In 2001, the hospital reported having four cases of RSV, and in 2002, seven cases were reported. Steamboat pediatrician Dr. Ron Famiglietti has sent more children to the hospital this year for RSV than in the past four years combined. And about 100 children have visited Famiglietti's office with RSV, which is four times more than the yearly average he has seen in his four years at Steamboat.
"I have never seen it this bad. And I'm not sure why it is so significantly higher. It's definitely a major concern," Famiglietti said. "Most kids have a bad cold, but a certain amount have to go to the hospital, (and) they have a tougher time."
Although Northwest Colorado typically sees an increase in RSV in late winter and early spring, Famiglietti said this year's numbers are abnormally high.
"It's an epidemic. You're seeing a rapid increase of cases," he said.
RSV is the most frequent winter cause of bronchiolitis and pneumonia for infants and children younger than 1.
Only about 1 percent of young children who do get the virus are hospitalized. Moore said the number of hospital patients and those with life-threatening conditions is not high for the number of cases reported in Steamboat.

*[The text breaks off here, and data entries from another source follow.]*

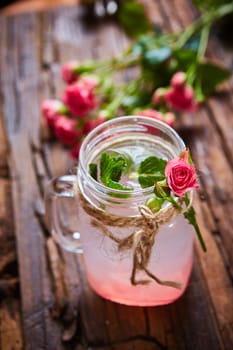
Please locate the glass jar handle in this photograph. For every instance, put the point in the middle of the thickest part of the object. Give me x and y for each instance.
(62, 211)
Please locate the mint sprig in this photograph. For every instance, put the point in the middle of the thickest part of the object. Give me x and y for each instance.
(111, 169)
(150, 171)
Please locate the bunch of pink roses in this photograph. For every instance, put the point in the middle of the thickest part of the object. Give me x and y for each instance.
(83, 105)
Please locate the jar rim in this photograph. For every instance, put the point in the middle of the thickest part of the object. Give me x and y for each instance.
(136, 119)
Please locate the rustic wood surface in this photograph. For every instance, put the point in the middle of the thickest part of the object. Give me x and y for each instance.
(45, 301)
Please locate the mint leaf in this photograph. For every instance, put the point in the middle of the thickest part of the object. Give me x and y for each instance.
(157, 56)
(153, 165)
(150, 171)
(93, 170)
(155, 204)
(148, 180)
(111, 169)
(190, 215)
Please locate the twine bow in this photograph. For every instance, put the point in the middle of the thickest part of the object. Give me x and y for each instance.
(141, 241)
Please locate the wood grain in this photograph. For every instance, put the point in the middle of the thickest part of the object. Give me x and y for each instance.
(55, 308)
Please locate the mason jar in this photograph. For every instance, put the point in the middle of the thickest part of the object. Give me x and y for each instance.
(122, 264)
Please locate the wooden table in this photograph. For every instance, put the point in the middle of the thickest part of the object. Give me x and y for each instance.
(46, 302)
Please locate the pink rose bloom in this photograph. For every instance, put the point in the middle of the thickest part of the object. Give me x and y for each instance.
(91, 81)
(74, 153)
(79, 98)
(181, 99)
(181, 176)
(169, 118)
(68, 72)
(158, 96)
(51, 110)
(178, 80)
(66, 130)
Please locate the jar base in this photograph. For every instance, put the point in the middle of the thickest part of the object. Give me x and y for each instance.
(142, 303)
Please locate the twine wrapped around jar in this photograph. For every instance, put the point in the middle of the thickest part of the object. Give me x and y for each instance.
(141, 241)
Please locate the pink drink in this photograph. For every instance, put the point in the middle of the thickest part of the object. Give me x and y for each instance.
(109, 270)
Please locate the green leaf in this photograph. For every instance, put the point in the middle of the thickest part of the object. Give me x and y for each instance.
(93, 170)
(148, 180)
(156, 56)
(209, 75)
(150, 171)
(151, 165)
(132, 18)
(111, 169)
(155, 204)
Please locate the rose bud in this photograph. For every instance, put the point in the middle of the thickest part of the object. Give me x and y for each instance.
(178, 80)
(158, 96)
(66, 130)
(169, 118)
(80, 99)
(93, 123)
(181, 99)
(91, 81)
(69, 72)
(181, 175)
(52, 109)
(74, 153)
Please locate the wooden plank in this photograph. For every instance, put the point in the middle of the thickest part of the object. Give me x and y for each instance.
(10, 326)
(53, 282)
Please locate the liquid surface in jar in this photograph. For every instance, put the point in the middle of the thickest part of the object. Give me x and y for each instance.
(135, 151)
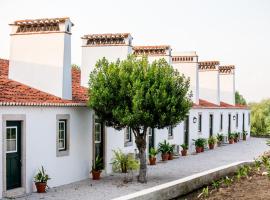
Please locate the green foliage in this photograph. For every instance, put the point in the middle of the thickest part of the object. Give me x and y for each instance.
(239, 99)
(164, 147)
(220, 137)
(212, 140)
(227, 181)
(98, 164)
(204, 193)
(200, 142)
(135, 93)
(41, 176)
(231, 136)
(184, 146)
(153, 152)
(260, 117)
(123, 162)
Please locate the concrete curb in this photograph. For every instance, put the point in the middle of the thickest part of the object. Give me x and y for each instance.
(185, 185)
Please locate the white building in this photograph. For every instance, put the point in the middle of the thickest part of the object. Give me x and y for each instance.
(44, 117)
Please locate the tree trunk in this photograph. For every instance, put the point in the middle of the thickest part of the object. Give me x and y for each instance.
(141, 145)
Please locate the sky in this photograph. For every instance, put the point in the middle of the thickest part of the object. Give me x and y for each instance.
(232, 31)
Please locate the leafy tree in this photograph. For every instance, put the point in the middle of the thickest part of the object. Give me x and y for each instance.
(260, 117)
(239, 99)
(134, 93)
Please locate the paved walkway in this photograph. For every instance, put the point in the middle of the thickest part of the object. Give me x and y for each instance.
(112, 186)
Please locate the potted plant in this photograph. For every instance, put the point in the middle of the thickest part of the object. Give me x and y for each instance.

Even though adults are also susceptible to RSV, young children's symptoms are more severe because they have a harder time fighting off the virus that attacks their airways.
"When adults get RSV, it's more just like a cold. The younger you are the harder it is to deal with the infection," Famiglietti said. "(RSV) produces a lot of (mucus) that fills up the airways, and young children can't get the secretions out on their own."
Famiglietti said patients with RSV are hospitalized when they have low oxygen in their blood. Once in the hospital, patients are given more oxygen and have the virus-infected mucus suctioned out.
Studies show most children by the age of 2 have had an RSV infection, but premature newborns, infants with chronic medical problems and children with asthma are particularly at high risk.
RSV symptoms are fever, runny nose, coughing and wheezing. Famiglietti said signs that children have severe cases of RSV are difficulty in breathing, rapid breathing and retracted skin in between the ribs.
It is common for the virus to spread in the winter months when children are kept indoors, Famiglietti said. The Centers for Disease Control and Prevention in Atlanta reported that almost 100 percent of children in child care will get RSV in the first year of their lives, usually during winter outbreaks.
"It's very important for parents not to send a sick child to day care where (the virus) can spread from child to child. And that is partially why you see an epidemic," Famiglietti said.
RSV is spread through respiratory secretion, which means it can be transmitted through human contact or objects contaminated by the virus. Once infected, the person can spread the virus for three to eight days, while infants can be infectious for as long as four weeks. And the virus' incubation period is from two to eight days.
Although adult symptoms of RSV are similar to the common cold, adults are the main transmitters of the disease, Moore said. And like any cold virus, the best way to prevent its spreading is keeping the germs from infecting others.
"Adults tend to carry it around and can transmit it from person to person by touch," Moore said. "One of the best ways to stop it is by simple hand washing."